# Help?



## Ratfinx (Feb 19, 2013)

Basically I have two boys and was planning on getting two more, anyway my boyfriend was thinking about it but acted like it was a yes, anyway he's said no and I'm gutted, can someone tell me exactly all the positives and negatives and things that don't change, just so I can try to get him on board with me,  thanks in advance Guys!! 


Sent from Petguide.com Free App


----------



## Rumy91989 (Dec 31, 2012)

Positives: more fuzzy butts around, more love, they have a bigger pack so they're generally happier in cage, if one dies no one will be left alone, etc. 
Negatives: If they don't all get along you have to figure out what to do with the one that's being left out, you have to buy more food
Neutral: It takes more time to spend one-on-one time with each. I view this as a positive because I could never spend too much time with my babies and I LOVE having more with different personalities, etc, but that can also be a bad thing for some people if they're strapped for time.
Things that don't change: cleaning won't change much, freerange should be about the same, your current boys will still be the same.

I think, in order to really want a large mischief, you just have to love the heck out of rats, so if your boyfriend isn't crazy about them it'll be hard. The points I'd hit home would be how much happier rats tend to be when they have even more playmates, how good it is psychologically for them to have a pack, and how bad it would be if something happened to one rat and the other got left alone.


----------



## Hephaestion (Jan 27, 2013)

This might sound terrible but I like the "act now, apologise later" philosophy!

Regarding positives and negatives, more poo but quadruple the fun! 

On a serious note, perhaps communicate how important you think this is for you.
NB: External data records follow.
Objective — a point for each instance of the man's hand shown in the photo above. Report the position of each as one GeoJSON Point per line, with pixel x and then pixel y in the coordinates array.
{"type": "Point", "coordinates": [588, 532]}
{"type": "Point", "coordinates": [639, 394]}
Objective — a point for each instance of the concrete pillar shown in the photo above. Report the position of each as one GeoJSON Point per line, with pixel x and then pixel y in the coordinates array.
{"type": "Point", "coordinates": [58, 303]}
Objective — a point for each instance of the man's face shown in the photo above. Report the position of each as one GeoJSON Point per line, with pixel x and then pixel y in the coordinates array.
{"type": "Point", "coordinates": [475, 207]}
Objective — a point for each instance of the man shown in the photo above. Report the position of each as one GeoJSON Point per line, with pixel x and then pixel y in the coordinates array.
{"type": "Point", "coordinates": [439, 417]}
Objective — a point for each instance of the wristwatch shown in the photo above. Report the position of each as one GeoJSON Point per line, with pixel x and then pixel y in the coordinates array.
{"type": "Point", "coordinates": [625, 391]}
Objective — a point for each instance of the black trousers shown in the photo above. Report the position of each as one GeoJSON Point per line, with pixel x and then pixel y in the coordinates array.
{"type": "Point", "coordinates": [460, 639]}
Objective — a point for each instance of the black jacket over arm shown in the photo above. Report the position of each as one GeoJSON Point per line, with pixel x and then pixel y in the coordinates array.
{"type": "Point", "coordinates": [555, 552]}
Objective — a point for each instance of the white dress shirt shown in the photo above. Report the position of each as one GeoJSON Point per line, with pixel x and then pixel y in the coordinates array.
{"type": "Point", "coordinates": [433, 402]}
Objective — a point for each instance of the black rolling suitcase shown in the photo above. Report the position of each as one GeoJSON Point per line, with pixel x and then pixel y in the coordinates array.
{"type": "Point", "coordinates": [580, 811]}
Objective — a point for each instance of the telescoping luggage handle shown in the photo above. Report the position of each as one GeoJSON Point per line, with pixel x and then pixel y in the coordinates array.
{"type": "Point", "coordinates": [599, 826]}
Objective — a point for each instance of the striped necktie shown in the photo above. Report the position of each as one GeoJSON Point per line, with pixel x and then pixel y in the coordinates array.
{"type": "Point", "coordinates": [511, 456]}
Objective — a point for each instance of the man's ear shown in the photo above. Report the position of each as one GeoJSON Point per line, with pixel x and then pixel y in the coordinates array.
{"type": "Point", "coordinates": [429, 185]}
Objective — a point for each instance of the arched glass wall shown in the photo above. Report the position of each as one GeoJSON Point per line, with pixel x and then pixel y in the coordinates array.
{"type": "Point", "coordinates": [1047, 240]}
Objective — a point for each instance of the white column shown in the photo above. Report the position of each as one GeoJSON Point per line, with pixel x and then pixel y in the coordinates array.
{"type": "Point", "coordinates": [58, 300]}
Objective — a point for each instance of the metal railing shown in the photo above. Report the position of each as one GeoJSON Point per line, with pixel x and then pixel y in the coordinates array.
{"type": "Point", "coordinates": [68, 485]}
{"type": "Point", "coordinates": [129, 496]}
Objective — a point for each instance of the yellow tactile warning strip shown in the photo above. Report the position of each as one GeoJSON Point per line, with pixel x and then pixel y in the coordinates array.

Communicate it until he is exhausted hearing it. As a fellow myself, I assure you, we wear out and wear down rather quickly!


----------



## Ratfinx (Feb 19, 2013)

He does love the rats but i think he thinks my boys will be left out, I'll just have another word about it, I'm in all day with them so its not like its his time taken up anyway, 


Sent from Petguide.com Free App


----------



## Ratfinx (Feb 19, 2013)

Hahaha, i did that with my first two, he feels really bad about saying no, and I'm ignoring him, haha if I drove I would just go get them but I don't :/ big shame I'm gutted, 


Sent from Petguide.com Free App


----------



## Rumy91989 (Dec 31, 2012)

Reassure him that they won't.  They'll still be out for the same freerange time, and you'll be spending one on one time with each. Honestly I think I pay more attention to each individual rat now that I have six instead of back when I had three and they were very much just the rat pack. For me, having more means I pay more attention to them.


----------



## Ratfinx (Feb 19, 2013)

Yeah I agree I'd spend more time with them, but according to him I don't appreciate him, when I sort his mums house out all week and look after all they're animals and nurse them when they're sick etc, I'm so annoyed, haha 


Sent from Petguide.com Free App


----------



## Rumy91989 (Dec 31, 2012)

Sounds like he's jealous of your rats. =P Does he think you give them more attention than him?


----------



## Ratfinx (Feb 19, 2013)

Probably but he gives the Xbox more attention and they have helped me so much with my depression an anxiety, but he obviously doesn't care, just found out i might have to move home to my mum so might have to give the rats away so I'm even more devastated then I was before, I'm absolutely heart broken, 


Sent from Petguide.com Free App


----------



## Rumy91989 (Dec 31, 2012)

OH no! Your mum won't let you keep them? Why not? That is devastating... I hope you don't lose your boys!


----------



## Ratfinx (Feb 19, 2013)

No she's not a rat person at all, and same, I'm crying my eyes out haha, I feel so so bad, just don't know what to do now, It's either have my boys and have no money or move home and get a job, but my boys are far to important to me already, so confused 


Sent from Petguide.com Free App


----------



## Rumy91989 (Dec 31, 2012)

You can't get a job where you are now?


----------



## Ratfinx (Feb 19, 2013)

It's not as easy here as it is where my mum is, I've been looking for over a year and there is nothing really, and even when there is something someone else gets it, 


Sent from Petguide.com Free App


----------



## Ratfinx (Feb 19, 2013)

Does anyone know how many rats could be kept in this cage? (The levels move I just quickly put it up to take a picture)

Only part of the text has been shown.